Saturday, October 3, 2015

At The Cinema - September 2015

Inside Out – 10
I gave in.  For the first time since I was a kid I went to an animated movie.  Why this one?  Because this one is getting such universal acclaim (48 out of 48 positive critical reviews on metacritic) it may even be in the Oscar Best Picture race.  I thought I better check it out.

This is the story of Riley, a happy young school girl who has been uprooted from her Minnesota home to San Francisco when her parents relocate the family.   The swirl of emotions that comes with a new school and new surroundings is portrayed in the form of inner characters like Joy (Amy Poehler), Anger (Lewis Black), and Disgust (Mindy Kaling) who live in her emotion headquarters. 

Animated and voiced to perfection, you get more involved then if the characters were flesh and blood.  Directors Pete Docter and Ronald Del Carmen pull all of this off in exactly 94 minutes of rich, beautiful story telling that I hope Judd Apatow has watched.  Brevity and humor can go hand in hand, and when it works like this, it doesn’t even test your bladder.  Obviously destined to be another Pixar classic, adult, child or curmudgeon – if you don’t enjoy this movie you have problems I can’t help you with, (although I can see it being a little harsh for a very young child.)  My primary thought on leaving the theater was that I wish I had their imagination.  
Brilliant – and it made me wonder what’s going on in my own brain.    


The Visit – 8
M. Night Shyamalan’s classic was The Sixth Sense almost 20 years ago.  I’ve often contended it ruined movies, in that the ending was such a great shock that for the next 20 years movie makers have been trying to top it, match it, or copy it.  They are rarely up to the task.  Shyamalan himself has fallen short of it, and seems to get further and further from the rarified air of that first movie, to the point of being the butt of jokes.

Until now.  Finally he has gotten close, with The Visit.  No, it’s not a classic, but it is compelling story telling, with chills and jumps and a nice twist at the end.  I don’t want to give too much away.  A mother (Kathryn Hahn) has been estranged from her parents since the day she left as a pregnant teenager to run off with her boyfriend.  They married and divorced, and mom has finally agreed to let their 2 kids visit her parents for the first time, although she wants no part of the visit.  She goes off on a cruise. 

It’s often just the generation gap that makes our grandparents seem a little crazy.  Here it may be just a little more.  They occupy one of those old farmhouses and exhibit a tinge of crazy, especially when the kids are sent off to their room at 9:30 each night and the lights go out.  Do you hear strange noises at night?

Becca (Olivia Dejonge) is 18 and an aspiring film maker, and her brother Tyler (Ed Oxenbould) wants to be a rapper, and naturally they are going to film their week-long encounter, assuming they survive.  It’s a Blair Witch kind of gimmick and it serves the story well.  You’ll jump, you’ll scream, and you may even rejoice that Shyamalan is on his way back. 


The Intern – 8
Robert DeNiro is the gentle-bull title character, 70 year old widower Ben Whitaker, who eschews the boredom of retirement to return to work as “senior” intern for Jules’ (Anne Hathaway} upstart dotcom.  That’s the gimmick and it’s a good one, as her exploding firm and her hectic personal life could use the steadying hand of a little maturity.  Ben is just the man.

Director Nancy Meyer’s films are usually a little antiseptic and white bread, but that’s ok because she usually picks a great cast.  This movie is no exception.

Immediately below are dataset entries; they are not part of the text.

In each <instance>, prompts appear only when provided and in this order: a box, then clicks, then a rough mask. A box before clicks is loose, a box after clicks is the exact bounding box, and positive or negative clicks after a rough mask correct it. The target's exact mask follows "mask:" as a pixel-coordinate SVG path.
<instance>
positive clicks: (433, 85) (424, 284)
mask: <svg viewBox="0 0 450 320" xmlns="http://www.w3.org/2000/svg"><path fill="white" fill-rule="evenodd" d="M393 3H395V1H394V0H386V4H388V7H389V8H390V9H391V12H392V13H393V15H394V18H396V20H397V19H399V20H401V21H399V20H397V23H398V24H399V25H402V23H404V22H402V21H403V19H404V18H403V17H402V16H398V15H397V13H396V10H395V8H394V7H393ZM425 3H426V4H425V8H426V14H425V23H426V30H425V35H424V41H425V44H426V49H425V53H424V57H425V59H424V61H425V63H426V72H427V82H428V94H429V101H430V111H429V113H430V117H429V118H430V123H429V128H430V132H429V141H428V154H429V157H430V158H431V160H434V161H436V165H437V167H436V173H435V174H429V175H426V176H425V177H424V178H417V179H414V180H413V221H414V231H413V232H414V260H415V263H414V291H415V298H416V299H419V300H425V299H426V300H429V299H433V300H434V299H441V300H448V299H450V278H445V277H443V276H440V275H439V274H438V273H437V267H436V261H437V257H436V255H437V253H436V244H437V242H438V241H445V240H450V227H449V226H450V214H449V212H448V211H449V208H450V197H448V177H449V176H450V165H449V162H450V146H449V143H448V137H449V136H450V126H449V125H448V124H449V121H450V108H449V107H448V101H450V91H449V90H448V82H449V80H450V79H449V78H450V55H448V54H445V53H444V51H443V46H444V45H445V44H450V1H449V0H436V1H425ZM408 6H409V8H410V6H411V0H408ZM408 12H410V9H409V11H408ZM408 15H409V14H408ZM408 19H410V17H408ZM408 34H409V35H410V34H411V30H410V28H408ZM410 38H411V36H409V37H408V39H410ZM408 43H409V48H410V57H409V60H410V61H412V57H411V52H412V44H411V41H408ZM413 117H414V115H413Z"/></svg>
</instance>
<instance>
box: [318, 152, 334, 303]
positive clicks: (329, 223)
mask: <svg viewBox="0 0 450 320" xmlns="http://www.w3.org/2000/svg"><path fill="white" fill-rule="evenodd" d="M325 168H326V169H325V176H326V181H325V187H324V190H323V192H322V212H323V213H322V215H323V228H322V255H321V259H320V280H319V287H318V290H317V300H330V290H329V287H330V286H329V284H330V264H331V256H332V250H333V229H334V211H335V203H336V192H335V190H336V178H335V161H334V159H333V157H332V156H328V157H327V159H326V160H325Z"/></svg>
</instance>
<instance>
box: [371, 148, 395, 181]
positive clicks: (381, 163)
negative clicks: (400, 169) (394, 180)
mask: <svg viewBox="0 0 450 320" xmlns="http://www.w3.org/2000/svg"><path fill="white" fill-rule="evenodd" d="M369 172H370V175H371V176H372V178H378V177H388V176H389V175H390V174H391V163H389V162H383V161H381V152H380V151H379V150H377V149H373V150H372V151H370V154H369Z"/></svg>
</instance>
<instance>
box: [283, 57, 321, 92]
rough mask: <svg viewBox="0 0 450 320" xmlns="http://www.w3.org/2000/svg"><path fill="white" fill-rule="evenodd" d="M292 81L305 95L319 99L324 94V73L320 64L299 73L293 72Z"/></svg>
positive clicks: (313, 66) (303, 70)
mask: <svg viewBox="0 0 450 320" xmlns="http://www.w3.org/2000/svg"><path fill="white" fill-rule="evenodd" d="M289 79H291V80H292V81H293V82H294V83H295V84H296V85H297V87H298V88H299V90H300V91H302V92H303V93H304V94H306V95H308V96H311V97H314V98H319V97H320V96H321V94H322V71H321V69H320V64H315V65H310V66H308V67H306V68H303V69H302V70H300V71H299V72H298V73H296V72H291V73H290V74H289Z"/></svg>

Other than one breakneck break-in scene which I thought was really out of place, it seems she captures the challenging pace of the dotcom life.  Your web site could be a hit today, and gone tomorrow.  Better make hay while your internet shines.

De Niro actually plays a real character for the first time in years, instead of a variation of himself.  Anne Hathaway is like a supernova.  The camera drills in on her face and her body language, and she nails every aspect of the character.  When your face is 10 feet tall on a movie screen there’s no place to hide, and the way she carries the movie reminded me of Annette Bening’s brilliance in The American President.  Anne will win no awards for this performance - it's not that kind of role.  But it doesn’t make it any less convincing.  It will be underappreciated, and that’s a shame.  I don’t get the Hathahaters, if they really exist.  She’s an American treasure and while I’m still waiting for her to portray Judy Garland, a movie a year like this will do until then. 

What I really liked about the movie was there were really no villains – just a lot of good people trying to adapt to change.  This is a perfectly pleasant 2 hour diversion.